Abraham jumped up onto the roof with the grace only those with immense strength could muster. His arms swung easily, his hair looked a little mussed, and his gaze swept the rooftop, searching for me. I bit my lip, not sure if I should jump and wave or wait.

Then I saw him see me, if the brightness of recognition was any indicator. He strode toward me without any hesitation, like he couldn’t even see anything else, like I was the ultimate destination, and stopped only a foot away.

It was hard to keep my old feelings in check with my inhibitions loosened. I was positive my pupils were dilated and my heart racing, so I overcompensated in the other direction by speaking harshly. “What are you doing here?”

Confusion tinged his gaze. “I was invited.”

As though to drive the point home, one of Nita’s friends came over and sloppily slapped Abe on the back. “Krasner, my man!”

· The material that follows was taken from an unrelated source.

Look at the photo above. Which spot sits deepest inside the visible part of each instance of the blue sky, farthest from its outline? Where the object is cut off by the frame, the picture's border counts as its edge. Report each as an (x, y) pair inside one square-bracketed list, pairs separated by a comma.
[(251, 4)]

Abe tossed me a look that said See? before gripping the guy’s palm and shaking it firmly. In a moment they were laughing like old friends, but just before the others worked up the nerve to creep over, he excused himself with a nod my way. Then he positioned himself in front of me, with his back to the rest of the roof. He was so broad and stood so close that it was almost like we were in our own little private bubble.

Too private. I wanted to kiss him, and only the smallest corner of my mind, the one that kept chanting he’s not interested kept me from reaching out. Again, I tried to push him back verbally. “You didn’t have to come.”

He smiled wryly and folded his legs gracefully to the ground. “Yeah, but what would I tell our parents? You’ve been in New York for two seconds and already fell off a roof?”

I laughed, but still shook my head as I followed his lead and sat. “You don’t have to worry about me.”

“That doesn’t mean I can’t watch out for you.”

I raised a brow. “And who watches out for you?”

His smile deepened in the corners of his mouth. “Fifty-two other guys. We all watch out for each other.”

I drew my knees up to my chest and rested my chin on them. “You’re a good person, Abraham.”

His eyes crinkled at the corners like they did whenever he smiled deeply. “You have to think that. You’re family.”

For some reason—the alcohol, no doubt—that made tears prick at my eyes. Family. If that was true, why hadn’t I spoken to him for four years? Why did it still hurt so much that he thought of me as a sister?

Abe had always been able to read emotions, and he skipped topics as easily as the winds changed. “So tell me how you like New York, after a month here.”